Un altro mio fratello, il secondo, va a studiare a Torino. Dove scopre che c’è possibilità del «collocamento obbligatorio» - noi non lo sapevamo! - per le persone come lui.

E cosa fa?

Lo convince a fare domanda da bidello in una scuola torinese. La presenta lui. Papà ottiene il posto, nel 1981, e ci trasferiamo.

La fortuna della sua vita.

(Ride). Mica tanto. In Calabria ero il primo della classe, a Ferriera, nella periferia di Torino, divento l’ultimo.

Perché?

Per l’accento, per le inflessioni dialettali, non so: diventavo a tutti gli effetti «un terrone». Per integrarsi bisogna avere anche fortuna.

E che succede?

Dopo due anni io e mia madre torniamo in Calabria.

Due case, due città. Grandi spese.

A partire dai miei 15 anni, per quattro mesi all’anno, faccio vacanze-lavoro in Germania.

Con chi?

Con un altro mio cuginetto, della mia età.

Non ci credo.

Parto per Monaco con mio cugino Ottavio. Il primo viaggio all’estero della mia vita.

Possibile?

Non potevamo espatriare da soli, perché avevano meno di 16 anni. Ci accompagnava un altro cugino.
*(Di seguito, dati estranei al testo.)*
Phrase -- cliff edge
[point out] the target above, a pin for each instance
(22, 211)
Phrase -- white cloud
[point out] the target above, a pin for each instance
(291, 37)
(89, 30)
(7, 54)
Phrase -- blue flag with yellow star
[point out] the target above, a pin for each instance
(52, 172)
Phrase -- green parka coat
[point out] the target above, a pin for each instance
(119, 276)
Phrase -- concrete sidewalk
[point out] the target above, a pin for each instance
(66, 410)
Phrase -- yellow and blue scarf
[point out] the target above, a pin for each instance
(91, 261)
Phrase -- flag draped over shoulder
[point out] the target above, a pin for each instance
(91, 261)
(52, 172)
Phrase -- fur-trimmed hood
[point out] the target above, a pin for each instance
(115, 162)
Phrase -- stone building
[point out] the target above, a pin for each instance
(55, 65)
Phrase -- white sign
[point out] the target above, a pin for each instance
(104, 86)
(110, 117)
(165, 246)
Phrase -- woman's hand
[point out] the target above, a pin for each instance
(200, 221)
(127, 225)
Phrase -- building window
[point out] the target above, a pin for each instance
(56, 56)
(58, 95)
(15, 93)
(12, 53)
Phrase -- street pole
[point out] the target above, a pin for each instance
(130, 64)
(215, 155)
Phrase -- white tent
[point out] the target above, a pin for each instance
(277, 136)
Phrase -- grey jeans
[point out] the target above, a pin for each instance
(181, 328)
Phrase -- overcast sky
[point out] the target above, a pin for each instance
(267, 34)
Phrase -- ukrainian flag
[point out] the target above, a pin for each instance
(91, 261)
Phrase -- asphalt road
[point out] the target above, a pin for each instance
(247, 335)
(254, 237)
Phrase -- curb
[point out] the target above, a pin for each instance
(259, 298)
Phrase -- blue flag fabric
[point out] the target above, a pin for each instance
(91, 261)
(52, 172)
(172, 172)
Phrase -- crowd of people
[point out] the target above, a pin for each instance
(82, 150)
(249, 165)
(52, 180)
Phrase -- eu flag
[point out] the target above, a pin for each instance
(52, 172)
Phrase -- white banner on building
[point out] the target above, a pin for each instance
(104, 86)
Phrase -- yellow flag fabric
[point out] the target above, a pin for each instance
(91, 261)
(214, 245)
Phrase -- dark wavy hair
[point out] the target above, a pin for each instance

Che però, a Metaponto, si accorge di aver dimenticato il documento: «Io torno indietro, vi spiego come fare».

Un’odissea!

Al Brennero il controllore prende le carte di identità e ci dice: «Dovete scendere!».

E voi?

Lo facciamo. Ma appena vediamo la divisa che passa di vagone, spiando dai finestrini, attraversiamo la ferrovia strisciando sotto il treno, tra i vagoni.

Non ci credo, a 15 anni. E poi?

Giriamo intorno alla carrozza, risalendo in quella che aveva già controllato. Videro tutti, ma nessuno ci denunciò.

E poi?

Sapevamo solo che dovevamo andare

al ristorante Bellaroma, in Teodolinde platz. Non sapevamo come fare.

E quindi?

Appena scesi incontriamo un paesano. Baci, abbracci, e lui ci dice: «C’è un vostro cugino che fa le pizze qui, nel chiosco della Banhof!».

Coincidenza incredibile.

Mica tanto: poi scoprii che era più facile trovare un calabrese che un tedesco.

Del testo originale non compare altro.